Título: A política do salário mínimo e o déficit da Previdência
Autor:
Fonte: Valor Econômico, 30/12/2009, Opinião, p. A12
As contas da Previdência fraquejam e se tornarão mais frágeis após doze anos consecutivos de aumentos do salário mínimo acima da inflação. Por razões estruturais, elas sofrerão uma pressão já sabida e incontornável, a da mudança do perfil demográfico da população até 2030, a parcela da população acima dos 65 anos de idade dobrará, para cerca de 13% do total. Só isso já recomendaria a necessidade de se planejar uma nova reforma. Mas as políticas de curto prazo poderão antecipar a hora de um ajuste de contas, sempre adiado porque as medidas de correção são sempre impopulares e os governantes e políticos costumam ter como horizonte seus mandatos.
Este ano a Previdência caminha para um déficit de R$ 43 bilhões, de acordo com os dados de novembro e as projeções do ministério. É certo que elas não repetirão o desempenho de 2006, que teve um déficit recorde de R$ 44 bilhões, mas o resultado se tornará, então, o segundo pior da história. 2009 foi um ano de crise, embora ela tenha sido moderada no Brasil e o desemprego, que afeta diretamente as receitas da Previdência, não tenha aumentado significativamente, como nas crises anteriores. O fato, porém, é que os aumentos reais se tornaram prática administrativa, fixada em lei e eles serão maiores quanto maior for o crescimento do Produto Interno Bruto. O reajuste de 2010 será de 6% acima da inflação. A conta adicional para os cofres previdenciários é de R$ 4,6 bilhões.
Visto a longo prazo, desde 1995, o salário mínimo quintuplicou em termos nominais (de R$ 100 para R$ 510) e dobrou em termos reais. O presidente Luiz Inácio Lula da Silva encerra seus dois mandatos com a concessão de aumento real de 53%, um pouco acima dos oito anos do presidente Fernando Henrique Cardoso, que elevou o mínimo em 44,27% ("Folha de S. Paulo", 22 de dezembro). A diferença entre os dois governos, se não foi tão nítida pelo percentual de correção, o foi nas tentativas de acerto das contas previdenciárias. A reforma do governo FHC, com a criação do fator previdenciário, por exemplo, estancou por algum tempo a sangria nas contas. O governo Lula não se preocupou com o assunto.

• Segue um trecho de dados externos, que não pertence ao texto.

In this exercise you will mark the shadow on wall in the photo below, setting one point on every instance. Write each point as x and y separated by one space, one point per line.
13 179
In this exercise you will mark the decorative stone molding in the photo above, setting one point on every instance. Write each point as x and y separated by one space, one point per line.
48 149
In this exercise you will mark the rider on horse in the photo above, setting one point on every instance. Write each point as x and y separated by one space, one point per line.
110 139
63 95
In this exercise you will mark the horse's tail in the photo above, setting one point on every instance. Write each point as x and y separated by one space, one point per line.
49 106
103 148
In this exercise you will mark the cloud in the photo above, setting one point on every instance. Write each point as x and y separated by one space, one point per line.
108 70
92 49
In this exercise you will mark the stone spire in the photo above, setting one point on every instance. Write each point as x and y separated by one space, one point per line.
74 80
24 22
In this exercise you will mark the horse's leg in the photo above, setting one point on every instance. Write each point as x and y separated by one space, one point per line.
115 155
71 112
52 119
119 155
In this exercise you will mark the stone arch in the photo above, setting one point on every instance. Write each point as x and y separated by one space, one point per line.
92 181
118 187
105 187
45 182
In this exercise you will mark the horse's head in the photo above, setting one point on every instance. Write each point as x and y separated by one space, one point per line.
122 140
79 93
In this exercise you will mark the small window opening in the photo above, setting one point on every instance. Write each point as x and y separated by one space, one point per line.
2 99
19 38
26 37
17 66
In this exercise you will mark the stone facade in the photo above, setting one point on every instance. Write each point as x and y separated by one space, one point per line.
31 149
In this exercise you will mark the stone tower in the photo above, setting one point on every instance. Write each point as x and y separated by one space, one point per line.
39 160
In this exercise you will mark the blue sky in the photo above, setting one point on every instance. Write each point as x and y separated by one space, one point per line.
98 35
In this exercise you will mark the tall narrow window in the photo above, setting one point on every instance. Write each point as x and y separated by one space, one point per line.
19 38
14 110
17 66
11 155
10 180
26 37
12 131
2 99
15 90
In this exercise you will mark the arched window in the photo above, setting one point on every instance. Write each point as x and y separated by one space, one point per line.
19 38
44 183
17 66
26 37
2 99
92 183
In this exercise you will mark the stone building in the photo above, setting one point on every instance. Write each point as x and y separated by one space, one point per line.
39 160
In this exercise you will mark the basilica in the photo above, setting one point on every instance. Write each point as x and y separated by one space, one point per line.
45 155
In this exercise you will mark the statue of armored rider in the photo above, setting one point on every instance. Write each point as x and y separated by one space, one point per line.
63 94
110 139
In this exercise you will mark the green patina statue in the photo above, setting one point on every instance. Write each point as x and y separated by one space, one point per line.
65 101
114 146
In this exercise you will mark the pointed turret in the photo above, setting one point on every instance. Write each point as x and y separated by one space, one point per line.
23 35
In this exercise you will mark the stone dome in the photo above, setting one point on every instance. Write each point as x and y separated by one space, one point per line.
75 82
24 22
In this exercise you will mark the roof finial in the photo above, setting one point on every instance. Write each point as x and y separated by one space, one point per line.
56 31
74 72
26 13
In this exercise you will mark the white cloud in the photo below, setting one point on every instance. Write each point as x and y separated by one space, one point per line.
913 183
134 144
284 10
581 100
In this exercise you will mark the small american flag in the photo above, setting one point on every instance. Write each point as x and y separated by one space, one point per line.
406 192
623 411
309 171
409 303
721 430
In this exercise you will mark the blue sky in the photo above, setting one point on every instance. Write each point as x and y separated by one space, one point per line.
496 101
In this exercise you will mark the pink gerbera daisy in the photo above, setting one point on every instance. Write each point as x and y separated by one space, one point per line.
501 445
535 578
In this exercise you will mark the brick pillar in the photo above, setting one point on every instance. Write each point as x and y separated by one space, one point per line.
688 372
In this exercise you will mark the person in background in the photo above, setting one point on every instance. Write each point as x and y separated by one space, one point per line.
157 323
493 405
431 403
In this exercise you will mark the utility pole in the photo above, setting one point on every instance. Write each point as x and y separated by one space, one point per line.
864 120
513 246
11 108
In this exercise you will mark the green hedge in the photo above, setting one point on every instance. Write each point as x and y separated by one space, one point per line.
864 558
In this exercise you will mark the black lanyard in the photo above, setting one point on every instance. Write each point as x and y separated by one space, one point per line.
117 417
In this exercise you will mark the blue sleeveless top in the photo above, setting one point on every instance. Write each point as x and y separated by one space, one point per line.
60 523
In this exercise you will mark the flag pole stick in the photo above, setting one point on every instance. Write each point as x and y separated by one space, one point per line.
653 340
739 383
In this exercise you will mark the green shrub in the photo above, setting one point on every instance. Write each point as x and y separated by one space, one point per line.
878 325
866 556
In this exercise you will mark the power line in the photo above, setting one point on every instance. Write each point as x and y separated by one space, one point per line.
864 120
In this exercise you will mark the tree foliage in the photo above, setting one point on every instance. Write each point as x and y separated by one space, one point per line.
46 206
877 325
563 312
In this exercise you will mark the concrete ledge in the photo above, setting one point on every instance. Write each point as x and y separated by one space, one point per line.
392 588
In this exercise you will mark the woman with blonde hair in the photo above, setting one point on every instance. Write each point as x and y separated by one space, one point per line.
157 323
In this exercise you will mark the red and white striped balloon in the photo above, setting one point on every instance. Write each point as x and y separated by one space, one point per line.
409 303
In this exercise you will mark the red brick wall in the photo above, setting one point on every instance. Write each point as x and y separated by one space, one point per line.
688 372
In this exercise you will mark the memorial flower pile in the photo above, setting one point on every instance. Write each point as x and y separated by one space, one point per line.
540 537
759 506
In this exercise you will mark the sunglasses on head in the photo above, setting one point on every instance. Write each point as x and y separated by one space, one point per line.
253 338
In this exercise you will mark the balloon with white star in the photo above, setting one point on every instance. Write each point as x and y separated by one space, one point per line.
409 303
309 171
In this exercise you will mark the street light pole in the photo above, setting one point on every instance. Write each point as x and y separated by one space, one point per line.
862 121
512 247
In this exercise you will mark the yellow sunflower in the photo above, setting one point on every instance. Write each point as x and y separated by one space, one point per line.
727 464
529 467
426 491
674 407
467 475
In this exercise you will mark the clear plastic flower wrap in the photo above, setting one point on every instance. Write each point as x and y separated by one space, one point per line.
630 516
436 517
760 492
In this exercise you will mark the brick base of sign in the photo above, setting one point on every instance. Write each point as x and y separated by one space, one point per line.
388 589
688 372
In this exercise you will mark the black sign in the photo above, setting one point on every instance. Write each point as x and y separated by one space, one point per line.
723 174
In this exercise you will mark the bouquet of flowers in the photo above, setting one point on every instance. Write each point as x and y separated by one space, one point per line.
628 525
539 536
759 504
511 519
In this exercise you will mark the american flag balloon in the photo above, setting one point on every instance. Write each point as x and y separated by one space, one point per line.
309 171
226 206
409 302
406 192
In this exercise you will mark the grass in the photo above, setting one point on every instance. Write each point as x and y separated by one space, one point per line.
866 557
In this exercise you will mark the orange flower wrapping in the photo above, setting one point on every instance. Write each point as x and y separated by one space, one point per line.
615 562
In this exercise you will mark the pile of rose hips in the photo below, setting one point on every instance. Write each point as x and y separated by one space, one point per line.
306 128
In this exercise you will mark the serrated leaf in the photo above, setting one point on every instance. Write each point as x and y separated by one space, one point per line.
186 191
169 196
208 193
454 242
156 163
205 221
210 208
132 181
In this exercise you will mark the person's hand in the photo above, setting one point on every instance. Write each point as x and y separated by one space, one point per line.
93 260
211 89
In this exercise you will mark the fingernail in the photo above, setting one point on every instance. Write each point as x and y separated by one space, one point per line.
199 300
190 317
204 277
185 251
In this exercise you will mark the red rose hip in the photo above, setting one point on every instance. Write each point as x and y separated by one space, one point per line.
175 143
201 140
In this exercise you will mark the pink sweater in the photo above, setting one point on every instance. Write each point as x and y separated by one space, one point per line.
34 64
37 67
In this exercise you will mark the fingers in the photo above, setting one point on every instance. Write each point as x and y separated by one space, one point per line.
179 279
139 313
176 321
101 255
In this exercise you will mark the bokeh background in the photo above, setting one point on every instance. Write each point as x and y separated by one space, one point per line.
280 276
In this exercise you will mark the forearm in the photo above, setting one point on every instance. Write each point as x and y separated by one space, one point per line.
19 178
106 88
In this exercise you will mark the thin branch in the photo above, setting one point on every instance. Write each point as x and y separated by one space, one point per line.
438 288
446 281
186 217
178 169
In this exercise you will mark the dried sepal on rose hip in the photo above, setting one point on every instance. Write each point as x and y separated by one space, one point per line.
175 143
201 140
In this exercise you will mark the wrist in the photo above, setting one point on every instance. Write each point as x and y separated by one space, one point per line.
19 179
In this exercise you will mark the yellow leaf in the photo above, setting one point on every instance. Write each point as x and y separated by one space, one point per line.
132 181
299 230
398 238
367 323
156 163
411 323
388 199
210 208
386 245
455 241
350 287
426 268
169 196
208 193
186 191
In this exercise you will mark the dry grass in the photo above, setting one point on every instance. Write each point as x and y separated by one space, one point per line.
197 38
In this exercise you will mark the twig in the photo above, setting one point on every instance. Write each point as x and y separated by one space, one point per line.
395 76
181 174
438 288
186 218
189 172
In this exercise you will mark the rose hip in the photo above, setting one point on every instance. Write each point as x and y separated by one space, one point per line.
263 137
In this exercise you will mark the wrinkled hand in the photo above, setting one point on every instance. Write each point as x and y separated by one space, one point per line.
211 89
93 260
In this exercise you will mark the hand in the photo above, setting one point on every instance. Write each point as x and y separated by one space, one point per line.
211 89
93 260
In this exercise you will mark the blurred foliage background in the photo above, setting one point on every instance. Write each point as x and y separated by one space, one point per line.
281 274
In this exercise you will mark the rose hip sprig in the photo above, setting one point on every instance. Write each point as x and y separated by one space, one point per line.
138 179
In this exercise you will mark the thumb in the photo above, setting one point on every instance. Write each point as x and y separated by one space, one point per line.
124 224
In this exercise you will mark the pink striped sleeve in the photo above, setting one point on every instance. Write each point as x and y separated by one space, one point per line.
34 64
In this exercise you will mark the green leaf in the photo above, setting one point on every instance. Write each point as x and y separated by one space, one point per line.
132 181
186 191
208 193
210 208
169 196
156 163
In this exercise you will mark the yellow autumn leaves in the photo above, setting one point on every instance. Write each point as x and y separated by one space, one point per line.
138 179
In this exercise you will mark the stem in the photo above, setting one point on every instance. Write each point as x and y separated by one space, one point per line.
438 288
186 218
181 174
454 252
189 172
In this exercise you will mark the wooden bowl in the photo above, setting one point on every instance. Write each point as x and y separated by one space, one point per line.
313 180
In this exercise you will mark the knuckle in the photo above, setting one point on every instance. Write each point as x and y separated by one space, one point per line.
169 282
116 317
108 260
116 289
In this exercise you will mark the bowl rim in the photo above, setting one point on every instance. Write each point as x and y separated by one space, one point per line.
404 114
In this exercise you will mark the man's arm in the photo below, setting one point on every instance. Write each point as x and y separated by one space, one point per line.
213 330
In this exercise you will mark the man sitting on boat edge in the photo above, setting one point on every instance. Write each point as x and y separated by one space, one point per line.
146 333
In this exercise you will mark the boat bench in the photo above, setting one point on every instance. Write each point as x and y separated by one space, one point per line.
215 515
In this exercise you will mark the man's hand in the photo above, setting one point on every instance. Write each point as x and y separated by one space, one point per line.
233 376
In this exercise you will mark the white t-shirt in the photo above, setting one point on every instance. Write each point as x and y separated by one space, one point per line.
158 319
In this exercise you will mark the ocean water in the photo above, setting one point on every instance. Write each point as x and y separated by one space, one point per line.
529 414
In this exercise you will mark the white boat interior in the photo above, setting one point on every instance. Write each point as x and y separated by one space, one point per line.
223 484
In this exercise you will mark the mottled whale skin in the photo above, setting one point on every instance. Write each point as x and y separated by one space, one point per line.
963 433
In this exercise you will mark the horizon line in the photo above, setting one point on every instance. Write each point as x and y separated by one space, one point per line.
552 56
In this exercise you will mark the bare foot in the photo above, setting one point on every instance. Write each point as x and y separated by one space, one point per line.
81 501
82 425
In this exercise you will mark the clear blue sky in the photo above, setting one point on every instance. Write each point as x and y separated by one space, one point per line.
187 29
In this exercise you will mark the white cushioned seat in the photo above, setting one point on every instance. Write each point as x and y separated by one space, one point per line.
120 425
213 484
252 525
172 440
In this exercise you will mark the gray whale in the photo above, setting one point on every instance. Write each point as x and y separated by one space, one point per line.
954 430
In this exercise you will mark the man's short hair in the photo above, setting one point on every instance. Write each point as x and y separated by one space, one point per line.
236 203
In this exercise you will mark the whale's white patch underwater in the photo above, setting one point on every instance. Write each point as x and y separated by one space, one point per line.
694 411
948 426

Quando o atual governo teve de lidar com a questão previdenciária, agiu mal. Ele teve nas mãos a possibilidade de corrigir parte da absurda disparidade entre aposentadorias públicas e privadas, em que cidadãos que pagam impostos e recebem o teto da Previdência sustentam servidores que receberão, pelo resto de suas vidas, proventos quase integrais aos que recebiam quando na ativa. Para os novos ingressantes no serviço público, a lei indicava a necessidade de constituição de fundos de previdência complementar, em cuja adesão residia, para o servidor, a única possibilidade de se aposentar com proventos superiores ao teto da Previdência. Desde então, mais de 100 mil novos funcionários foram contratados e os fundos não saíram do papel.
Além disso, o atual governo reagiu de olho nas urnas quando ganhou força no Congresso, com apoio dos sindicatos, a proposta de um aumento idêntico para os aposentados que ganham acima do salário mínimo. Os sindicatos embarcaram na proposta, cientes de que em ano de eleições presidenciais conseguiriam obter pelo menos parte do que pretendiam. Não deu outra. Foi dado aumento real de 2,5% além da inflação para os aposentados que ganham além do mínimo em 2010 e estuda-se repetir a dose em 2011.
A contínua corrida às aposentadorias piora a contabilidade previdenciária. O estoque de benefícios cresce à razão de 4,8% ao ano, segundo o secretário da Previdência, Helmut Schwarzer, uma velocidade bem acima do crescimento demográfico. Schwarzer disse que a arrecadação do setor cresceu 6,6% acima da inflação este ano. O fato é que as despesas correm a uma velocidade maior.
A Previdência continua a viver de remendos. Não há como fugir da discussão de se o reajuste do salário mínimo, que tem enorme poder redistributivo de renda no país, deve ou não continuar sendo o padrão para reajuste de aposentadorias e pensões. Como estas, há outras questões, nada novas, que podem trazer saídas para o déficit. A possibilidade de que ideias relevantes sejam discutidas nas eleições, entretanto, é nula - seria uma fórmula certeira de perder votos.